Noah Dantes, Managing Editor
After more than 30 years of business, Salem’s Value Village closed last Saturday, Nov. 16 after its property lease expired. Salem Health is now leasing the property. The store offered a 20 percent discount to Willamette students, a wide and unique variety of clothes, supported local charities and accepted donations of used clothes, making it a popular shopping spot for both the campus and broader Salem community.
While the store was a community staple, it was part of a chain of over 300 Value Villages all owned by Savers, the largest for-profit thrift retailer in the world.
The Salem location closed “due to an expiring lease agreement,” Savers spokeswoman Sara Gaugl said in an interview with the Statesman Journal. Gaugl did not specify as to why the lease was not renewed.
According to the Statesman Journal, Salem Health is now leasing the property, which includes the next-door closed Kmart store. The hospital is currently undergoing renovations to account for Salem’s growing population and the construction is expected to limit visitor parking at the hospital. The property, though located a five minute drive away, will serve as an additional parking lot to accommodate demand. A shuttle will be provided by Salem Health to take people back and forth between the parking lot and the hospital.
Gaugl did not rule out a potential relocation: “Thrift shopping continues to build momentum and we’re always looking for potential locations that meet our real estate requirements.”

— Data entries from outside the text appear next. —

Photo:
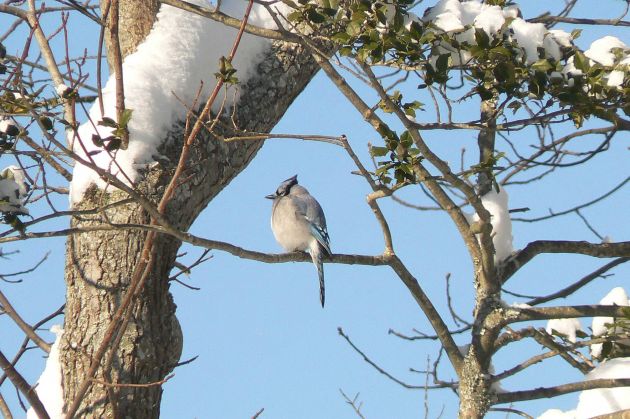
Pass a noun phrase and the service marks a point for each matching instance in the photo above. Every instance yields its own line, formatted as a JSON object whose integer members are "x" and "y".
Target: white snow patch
{"x": 62, "y": 89}
{"x": 181, "y": 51}
{"x": 617, "y": 296}
{"x": 5, "y": 125}
{"x": 497, "y": 205}
{"x": 600, "y": 50}
{"x": 599, "y": 401}
{"x": 49, "y": 388}
{"x": 529, "y": 37}
{"x": 567, "y": 327}
{"x": 602, "y": 401}
{"x": 490, "y": 19}
{"x": 13, "y": 190}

However, a Value Village employee, who spoke on the condition of anonymity, said that there are no plans to relocate the Salem store. Additionally, no employee knew it was closing until Nov. 5. All of the store’s supplies are being shipped to the Tigard location, the last Value Village in Oregon. Savers usually relocates its workers when a store closes, which the employee confirmed is happening for the Salem location, but the move could prove challenging for some employees given the distance to Tigard.

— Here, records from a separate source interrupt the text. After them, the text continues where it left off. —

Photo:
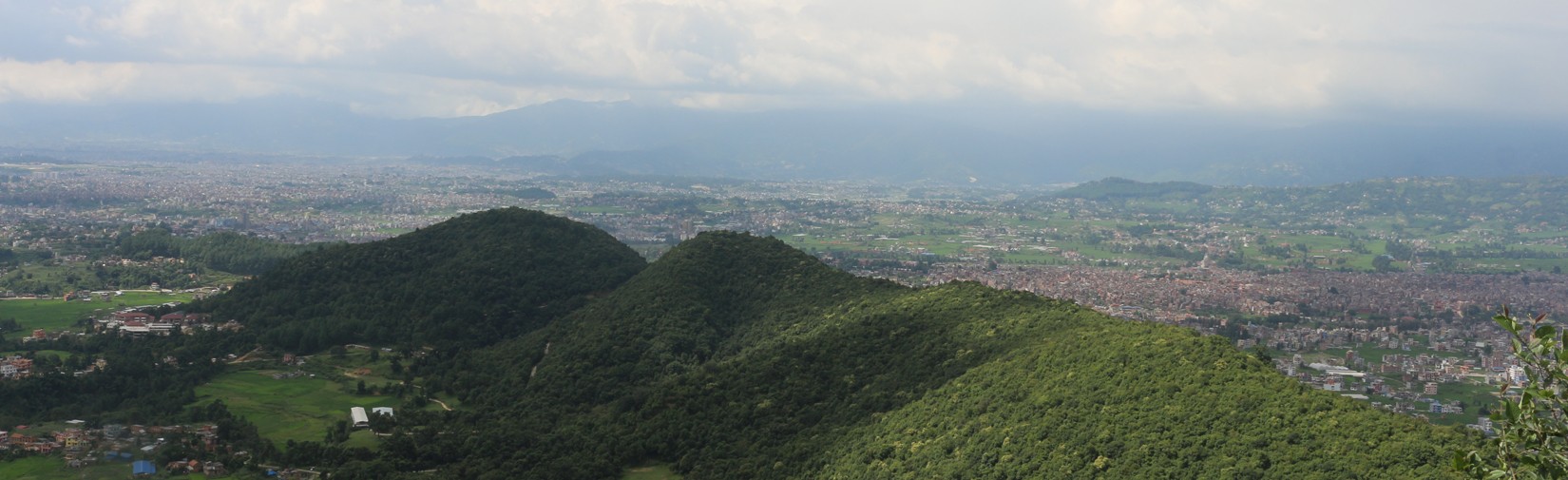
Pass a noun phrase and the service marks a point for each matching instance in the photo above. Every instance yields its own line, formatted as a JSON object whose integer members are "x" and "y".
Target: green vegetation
{"x": 53, "y": 314}
{"x": 287, "y": 410}
{"x": 1532, "y": 432}
{"x": 731, "y": 356}
{"x": 1123, "y": 188}
{"x": 736, "y": 356}
{"x": 468, "y": 281}
{"x": 651, "y": 472}
{"x": 223, "y": 251}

Other locations are also being closed down. Seattle’s last Value Village closed on Nov. 16, also due to an expired lease. Another location in the Puget Sound area closed earlier this year.

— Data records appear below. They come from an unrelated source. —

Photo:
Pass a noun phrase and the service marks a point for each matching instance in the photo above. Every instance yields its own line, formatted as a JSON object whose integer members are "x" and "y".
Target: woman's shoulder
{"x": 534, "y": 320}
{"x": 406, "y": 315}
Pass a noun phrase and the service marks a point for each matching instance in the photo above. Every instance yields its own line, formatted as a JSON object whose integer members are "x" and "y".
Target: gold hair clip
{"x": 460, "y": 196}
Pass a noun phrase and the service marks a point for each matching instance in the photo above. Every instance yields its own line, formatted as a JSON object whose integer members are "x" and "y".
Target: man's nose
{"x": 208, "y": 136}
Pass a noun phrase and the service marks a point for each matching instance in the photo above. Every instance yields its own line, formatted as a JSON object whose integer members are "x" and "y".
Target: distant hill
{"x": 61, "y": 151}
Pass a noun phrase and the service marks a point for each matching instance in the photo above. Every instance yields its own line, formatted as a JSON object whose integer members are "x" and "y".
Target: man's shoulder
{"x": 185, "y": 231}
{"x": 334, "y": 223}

The Salem location was a popular shopping spot for many Willamette students. Dawn-Hunter Strobel (‘20) said, “Three-quarters of my wardrobe is from Value Village. It’s the only place I shop in Salem.”
Riley Burton (‘20) had a similar sentiment: “Everything I’m wearing right now is from Value Village. You’d come in and get cheap clothes, but you’d also go there for the looks.”
The closing of the store came as a shock to both Burton and Strobel. Burton learned it was closing when he walked in and found several of his favorite racks missing on Nov. 6. After asking an employee, he discovered that the store would be closing 10 days later.
The store was known for its low prices and wide, eccentric variety of clothes. “I once picked up an Ichiro [Suzuki] jersey there—it has a market value of 150 dollars and I got it for seven,” Burton said.
“Having thrift shops is a really vital resource for low-income folks,” Burton said. “Salem’s kind of run out of retail shops. Nordstrom closed, Macy’s closed, Sears is gone. Kmart closed my first year at Willamette. Now Value Village is gone too… If Value Village had closed earlier, I would have highly considered transferring.”
Value Village was also known for its Halloween sales and the additional special items it offered during the season. Strobel recalled the Halloween season two years ago: “I went as the sun for Halloween and my friend dressed up as the moon. We had no concept of how we were going to dress but we found it at Value Village. [My costume] was very abstract: a gold jumpsuit and a wig.”
Burton shared a similar Halloween story: “My friend and I went in and found some Bob Ross shirts. My friend found an all-white outfit and I painted him for Halloween to make a low budget costume that way.”
When asked, neither Burton or Strobel knew where they would shop now that Value Village is gone. Both said that Value Village had the best prices in Salem and sold unique clothes that aren’t found elsewhere.
“I think it’s a big blow to Salem in general,” Strobel said. “I could always go in and find way more than I could ever use… it was fun and cheap. You never wasted your time with Value Village.”
Burton agreed: “It was a solid staple that complimented the Willamette community very well. We are a pretty weird school and Value Village was a pretty weird store. I’m really sad to see it go.”